Maar ik wist dat ik na Big Star nooit meer een paard zou vinden dat weer zo goed zou worden als hij. Ik had alles gewonnen wat er te winnen viel. Het was het juiste moment om te stoppen, vooral omdat ik meer last kreeg van mijn rug en Big Star niet zo gezond was als hij ooit was. De tijd was rijp.”
Big Star
Inkopper … maar welk paard was je paard van je leven?
“Big Star, zonder twijfel. Ik heb veel geluk gehad; ik had altijd geweldige paarden. Het is erg moeilijk om te beslissen welke van hen beter was, maar hij was de beste. Ik heb in mijn tijd een aantal ongelooflijke gehad, paarden zoals Dollar Girl, St James, Apollo, Tinka’s Boy, Top Gun, Carlo.
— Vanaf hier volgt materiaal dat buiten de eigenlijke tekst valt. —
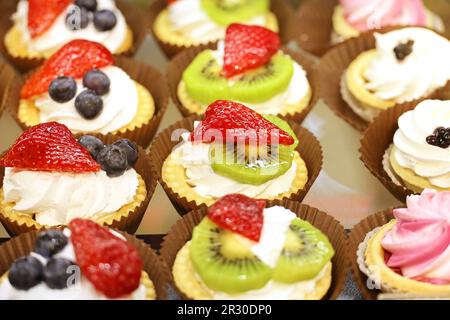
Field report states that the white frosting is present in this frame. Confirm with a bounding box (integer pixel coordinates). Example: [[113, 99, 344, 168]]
[[12, 0, 128, 53], [35, 66, 139, 134], [168, 0, 266, 42], [3, 168, 139, 226], [0, 229, 146, 300], [174, 129, 297, 198], [364, 28, 450, 102], [393, 100, 450, 188]]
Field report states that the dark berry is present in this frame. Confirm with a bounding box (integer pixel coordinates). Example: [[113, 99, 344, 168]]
[[75, 0, 97, 11], [34, 230, 68, 258], [94, 10, 117, 31], [48, 77, 77, 103], [44, 258, 76, 289], [83, 70, 111, 96], [66, 6, 89, 31], [113, 139, 138, 168], [97, 145, 128, 177], [75, 90, 103, 120], [78, 135, 105, 159], [8, 256, 44, 290]]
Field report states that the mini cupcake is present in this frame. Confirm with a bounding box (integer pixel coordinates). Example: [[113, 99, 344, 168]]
[[350, 189, 450, 298], [0, 122, 156, 235], [2, 0, 143, 68], [168, 24, 313, 121], [12, 40, 167, 145], [0, 219, 168, 300], [161, 194, 345, 300], [150, 100, 322, 214]]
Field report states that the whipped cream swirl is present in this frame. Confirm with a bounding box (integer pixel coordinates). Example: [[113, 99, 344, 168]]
[[12, 0, 128, 54], [382, 189, 450, 284], [35, 66, 139, 134], [3, 168, 139, 226], [393, 100, 450, 188], [364, 28, 450, 102]]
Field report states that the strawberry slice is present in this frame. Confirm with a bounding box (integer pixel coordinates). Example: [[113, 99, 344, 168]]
[[28, 0, 73, 38], [0, 122, 100, 173], [190, 100, 295, 145], [222, 23, 280, 78], [20, 40, 114, 99], [208, 194, 266, 241], [69, 219, 142, 299]]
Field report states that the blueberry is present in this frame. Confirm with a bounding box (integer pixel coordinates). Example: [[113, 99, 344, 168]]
[[83, 70, 111, 96], [75, 90, 103, 120], [113, 139, 138, 168], [8, 256, 44, 290], [34, 230, 68, 258], [44, 258, 76, 289], [75, 0, 97, 11], [78, 135, 105, 159], [48, 77, 77, 103], [66, 7, 89, 30], [97, 145, 128, 177], [94, 10, 117, 31]]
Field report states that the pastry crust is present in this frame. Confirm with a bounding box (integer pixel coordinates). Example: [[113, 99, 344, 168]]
[[153, 9, 278, 46], [17, 82, 155, 134], [4, 26, 133, 59], [172, 241, 332, 300], [161, 150, 308, 206], [0, 174, 147, 230]]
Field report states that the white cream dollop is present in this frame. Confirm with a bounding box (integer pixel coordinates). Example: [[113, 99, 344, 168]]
[[12, 0, 128, 53], [364, 27, 450, 103], [0, 229, 146, 300], [35, 66, 139, 134], [168, 0, 266, 42], [3, 168, 139, 226], [393, 100, 450, 188]]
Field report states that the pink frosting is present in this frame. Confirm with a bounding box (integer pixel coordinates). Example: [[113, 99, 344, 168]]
[[381, 189, 450, 283], [339, 0, 426, 31]]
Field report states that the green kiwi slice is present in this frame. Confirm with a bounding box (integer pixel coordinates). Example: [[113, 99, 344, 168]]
[[189, 218, 272, 294], [201, 0, 270, 26], [272, 218, 334, 283], [183, 50, 294, 105]]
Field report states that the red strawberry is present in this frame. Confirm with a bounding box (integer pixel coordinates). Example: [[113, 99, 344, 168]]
[[20, 40, 114, 99], [190, 100, 294, 145], [208, 194, 266, 241], [69, 219, 142, 299], [0, 122, 100, 173], [28, 0, 73, 38], [222, 23, 280, 78]]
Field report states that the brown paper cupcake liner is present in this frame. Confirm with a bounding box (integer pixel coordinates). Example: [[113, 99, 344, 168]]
[[145, 0, 296, 59], [167, 44, 318, 124], [359, 83, 450, 202], [161, 199, 349, 300], [316, 27, 450, 132], [0, 0, 146, 72], [0, 231, 172, 300], [149, 116, 323, 215], [0, 139, 157, 237], [8, 57, 169, 148]]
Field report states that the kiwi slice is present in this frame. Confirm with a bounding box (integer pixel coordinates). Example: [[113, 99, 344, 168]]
[[201, 0, 270, 26], [190, 218, 272, 294], [272, 218, 334, 283], [183, 50, 294, 105]]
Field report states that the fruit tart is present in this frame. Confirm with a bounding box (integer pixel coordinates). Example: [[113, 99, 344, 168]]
[[15, 40, 155, 134], [0, 122, 154, 234], [172, 23, 313, 117], [0, 218, 162, 300], [356, 189, 450, 298], [2, 0, 134, 59], [161, 194, 334, 300]]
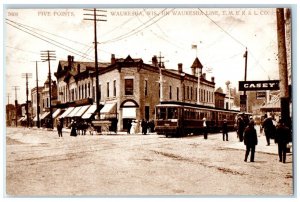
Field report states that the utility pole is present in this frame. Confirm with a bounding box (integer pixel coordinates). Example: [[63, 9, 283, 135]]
[[83, 8, 107, 119], [41, 50, 56, 129], [32, 61, 42, 128], [158, 52, 164, 102], [276, 8, 291, 126], [13, 86, 20, 127], [22, 73, 32, 128], [240, 47, 248, 112]]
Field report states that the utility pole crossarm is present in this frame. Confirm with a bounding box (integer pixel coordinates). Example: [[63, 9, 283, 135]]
[[83, 8, 107, 119], [41, 50, 56, 129]]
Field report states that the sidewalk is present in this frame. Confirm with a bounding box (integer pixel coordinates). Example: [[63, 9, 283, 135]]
[[225, 132, 292, 155], [32, 127, 293, 155]]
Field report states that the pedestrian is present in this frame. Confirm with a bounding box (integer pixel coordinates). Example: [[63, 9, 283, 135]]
[[56, 118, 63, 137], [244, 120, 258, 162], [127, 120, 131, 134], [262, 114, 276, 146], [130, 120, 137, 135], [141, 119, 148, 135], [275, 119, 290, 163], [70, 120, 77, 137], [237, 116, 246, 142], [222, 119, 228, 141], [202, 117, 208, 139]]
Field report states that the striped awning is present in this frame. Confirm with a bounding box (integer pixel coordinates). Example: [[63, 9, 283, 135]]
[[81, 105, 97, 119]]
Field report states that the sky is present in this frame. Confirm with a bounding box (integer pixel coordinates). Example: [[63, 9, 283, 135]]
[[3, 5, 286, 103]]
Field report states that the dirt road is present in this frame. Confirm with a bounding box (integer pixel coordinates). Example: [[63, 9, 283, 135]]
[[6, 128, 294, 197]]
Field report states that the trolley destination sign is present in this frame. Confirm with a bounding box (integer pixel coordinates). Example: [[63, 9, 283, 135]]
[[239, 80, 279, 91]]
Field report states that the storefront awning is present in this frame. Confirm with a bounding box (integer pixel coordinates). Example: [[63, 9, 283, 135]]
[[59, 107, 75, 118], [74, 105, 91, 117], [41, 112, 50, 120], [18, 117, 26, 122], [66, 107, 81, 118], [81, 105, 97, 119], [122, 107, 136, 119], [33, 114, 42, 121], [52, 109, 61, 119]]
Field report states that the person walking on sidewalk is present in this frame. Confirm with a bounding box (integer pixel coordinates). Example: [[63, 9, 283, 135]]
[[202, 117, 208, 139], [222, 119, 228, 141], [56, 118, 63, 137], [275, 119, 290, 163], [262, 114, 275, 146], [244, 120, 258, 162], [237, 116, 246, 142], [70, 120, 77, 137]]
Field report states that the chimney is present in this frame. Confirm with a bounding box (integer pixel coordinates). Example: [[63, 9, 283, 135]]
[[110, 54, 116, 65], [77, 64, 80, 74], [178, 63, 182, 73], [152, 55, 157, 67]]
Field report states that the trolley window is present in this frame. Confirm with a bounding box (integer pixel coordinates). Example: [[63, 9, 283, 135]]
[[167, 108, 178, 119], [156, 108, 167, 120]]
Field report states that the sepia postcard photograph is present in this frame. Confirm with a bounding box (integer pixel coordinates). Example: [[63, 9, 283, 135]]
[[3, 0, 297, 198]]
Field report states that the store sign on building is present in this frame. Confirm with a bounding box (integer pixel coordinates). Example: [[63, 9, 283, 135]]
[[256, 91, 267, 99], [239, 80, 279, 91]]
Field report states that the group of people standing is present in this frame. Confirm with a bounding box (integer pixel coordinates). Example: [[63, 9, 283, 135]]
[[127, 119, 154, 135], [237, 115, 291, 163]]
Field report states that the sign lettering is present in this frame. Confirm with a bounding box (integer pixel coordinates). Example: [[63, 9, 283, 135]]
[[239, 80, 279, 91]]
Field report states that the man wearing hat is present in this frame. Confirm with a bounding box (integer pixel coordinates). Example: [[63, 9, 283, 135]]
[[275, 119, 290, 163]]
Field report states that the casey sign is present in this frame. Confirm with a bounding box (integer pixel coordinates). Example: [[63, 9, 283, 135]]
[[239, 80, 279, 91]]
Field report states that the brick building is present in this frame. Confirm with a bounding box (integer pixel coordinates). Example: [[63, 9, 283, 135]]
[[55, 55, 215, 131]]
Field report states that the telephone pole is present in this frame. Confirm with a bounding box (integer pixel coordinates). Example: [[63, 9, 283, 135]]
[[240, 47, 248, 112], [7, 93, 10, 105], [22, 73, 32, 128], [32, 61, 42, 128], [41, 50, 56, 129], [13, 86, 20, 127], [276, 8, 291, 126], [83, 8, 107, 119]]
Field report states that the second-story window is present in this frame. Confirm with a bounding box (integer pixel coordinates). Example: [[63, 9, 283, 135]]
[[114, 80, 117, 97], [145, 80, 148, 96], [125, 79, 133, 95], [106, 82, 109, 97]]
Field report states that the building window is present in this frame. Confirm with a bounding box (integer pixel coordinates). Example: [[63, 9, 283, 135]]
[[145, 80, 148, 96], [106, 82, 109, 97], [99, 84, 102, 100], [186, 86, 190, 99], [114, 80, 117, 97], [183, 84, 185, 100], [158, 83, 160, 98], [125, 79, 133, 95]]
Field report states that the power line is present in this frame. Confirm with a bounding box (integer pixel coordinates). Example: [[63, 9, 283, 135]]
[[100, 9, 174, 44], [6, 18, 89, 46], [6, 22, 94, 62], [7, 19, 94, 61], [198, 8, 246, 47]]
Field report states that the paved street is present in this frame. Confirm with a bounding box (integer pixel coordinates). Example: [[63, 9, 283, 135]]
[[6, 128, 294, 197]]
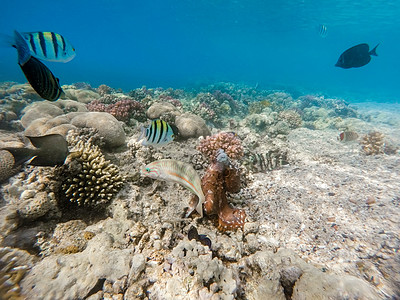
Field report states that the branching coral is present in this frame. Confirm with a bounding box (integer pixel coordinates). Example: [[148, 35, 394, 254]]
[[0, 247, 31, 300], [0, 150, 18, 182], [201, 149, 246, 230], [360, 131, 385, 155], [60, 136, 123, 205], [197, 132, 243, 160]]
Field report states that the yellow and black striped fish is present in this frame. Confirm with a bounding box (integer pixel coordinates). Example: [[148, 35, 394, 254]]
[[14, 31, 63, 101], [21, 31, 75, 62], [138, 119, 177, 147]]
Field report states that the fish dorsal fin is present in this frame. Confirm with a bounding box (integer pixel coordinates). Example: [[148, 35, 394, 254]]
[[1, 147, 36, 167], [13, 30, 31, 66], [368, 44, 379, 56], [27, 133, 67, 148]]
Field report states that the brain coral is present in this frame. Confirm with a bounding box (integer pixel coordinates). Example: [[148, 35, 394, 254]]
[[0, 150, 15, 182], [197, 132, 243, 160], [60, 140, 123, 205], [360, 131, 385, 155]]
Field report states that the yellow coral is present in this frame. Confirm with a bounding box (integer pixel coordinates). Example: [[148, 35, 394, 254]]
[[360, 131, 385, 155], [62, 140, 123, 205]]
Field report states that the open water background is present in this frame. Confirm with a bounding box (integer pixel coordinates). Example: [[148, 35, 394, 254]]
[[0, 0, 400, 103]]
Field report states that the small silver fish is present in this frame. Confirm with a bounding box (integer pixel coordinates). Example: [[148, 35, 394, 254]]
[[140, 159, 205, 217], [318, 24, 328, 38], [21, 31, 75, 63]]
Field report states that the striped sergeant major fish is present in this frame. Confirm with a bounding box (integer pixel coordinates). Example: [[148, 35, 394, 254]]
[[138, 119, 178, 147], [14, 31, 63, 101], [140, 159, 205, 218], [21, 31, 76, 63]]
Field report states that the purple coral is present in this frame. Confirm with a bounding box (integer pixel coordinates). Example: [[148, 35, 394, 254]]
[[197, 132, 243, 160]]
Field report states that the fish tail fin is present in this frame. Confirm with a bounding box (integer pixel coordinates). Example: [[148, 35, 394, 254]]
[[13, 30, 31, 66], [2, 147, 36, 167], [368, 43, 380, 56], [196, 198, 204, 218], [136, 126, 146, 142]]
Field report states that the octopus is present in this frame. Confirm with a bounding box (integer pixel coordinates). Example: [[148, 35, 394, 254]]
[[201, 149, 246, 231]]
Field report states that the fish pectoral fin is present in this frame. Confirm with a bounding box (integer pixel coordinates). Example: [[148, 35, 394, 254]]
[[1, 147, 36, 167], [185, 195, 203, 218]]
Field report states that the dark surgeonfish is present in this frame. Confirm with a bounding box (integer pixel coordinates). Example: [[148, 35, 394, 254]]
[[138, 119, 178, 147], [188, 226, 211, 249], [335, 44, 379, 69], [1, 134, 69, 167], [14, 31, 63, 101]]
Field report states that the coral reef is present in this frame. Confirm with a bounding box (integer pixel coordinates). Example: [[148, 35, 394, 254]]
[[0, 247, 33, 300], [197, 132, 243, 160], [175, 113, 211, 139], [3, 166, 61, 221], [249, 99, 271, 115], [62, 85, 100, 104], [243, 148, 289, 172], [146, 102, 181, 122], [201, 149, 246, 230], [279, 110, 302, 129], [87, 95, 145, 122], [360, 131, 385, 155], [59, 134, 124, 205]]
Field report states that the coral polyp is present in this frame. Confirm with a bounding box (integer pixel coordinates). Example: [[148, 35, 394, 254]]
[[61, 140, 123, 205]]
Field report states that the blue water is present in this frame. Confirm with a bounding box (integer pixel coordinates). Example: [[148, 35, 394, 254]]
[[0, 0, 400, 102]]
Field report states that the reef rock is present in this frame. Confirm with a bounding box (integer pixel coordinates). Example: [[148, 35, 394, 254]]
[[0, 150, 17, 182], [149, 240, 238, 299], [22, 232, 132, 300], [68, 112, 125, 147], [23, 109, 125, 148], [146, 102, 181, 120], [175, 113, 211, 138]]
Ze behoorden tot de beste paarden ter wereld in die tijd, maar Big Star was een ongelooflijk speciaal paard en ik ben ontzettend dankbaar dat ik hem heb bereden.”
Wist je dat hij iets bijzonders was toen je voor het eerst met Big Star ging rijden?
“Hij was van een andere planeet. Vanaf het eerste moment dat ik hem ging rijden, wist ik dat hij anders was, dat hij speciaal was.”
Hoe gaat het nu met Big Star? Spring je hem nog steeds thuis?
“Hij wordt ingezet als dekhengst, en na het seizoen komt hij thuis en proberen we hem zo fit mogelijk te houden. We springen een beetje met hem, en rijden veel buiten. Hij wordt verwend en geniet van zijn pensioen.
Winnen
Wat mis je het meest nu je niet meer deelneemt aan wedstrijden en wat het minst?
“Winnen mis ik het meest! Ik mis het reizen het minst, hoewel ik er nog steeds behoorlijk veel reis met onze leerlingen en Laura (Kraut, red. zijn vriendin). Ik mis het meedoen wel. Soms kijk ik naar mezelf en denk ik: ‘Dit is een grote Grand Prix, zou het niet leuk zijn om daar in die ring te rijden’. Maar ik was en ben tevreden met wat ik gedurende mijn hele carrière heb bereikt. Ik ben niet het soort persoon dat terugkijkt en spijt heeft.”
Wat is jouw advies aan de jonge generatie ruiters?
“De kunst van het spel is het kiezen van de juiste paarden die je naar de top kunnen brengen. Je moet er wel op kunnen rijden, maar de beste krijgen is het belangrijkste.
Welke ruiter heeft jou het meest geïnspireerd?
“Er waren en zijn veel goede ruiters. Ik zou zeggen dat je momenteel naar Scott Brash, Steve Guerdat en de Philippaerts-jongens kunt kijken, maar er zijn tegenwoordig zoveel goede ruiters die allemaal inspirerend zijn.”
Hoe heb je de paarden tijdens de lockdown in training gehouden?
“We hebben gewoon thuis ‘wedstrijden’ gehouden, eens keer per week bouwden we een parcours en reden dat alsof het een wedstrijd was. Het was best fun. De lockdown was voor mij niet zo’n probleem, ik genoot er eerlijk gezegd wel van om zoveel thuis te zijn.”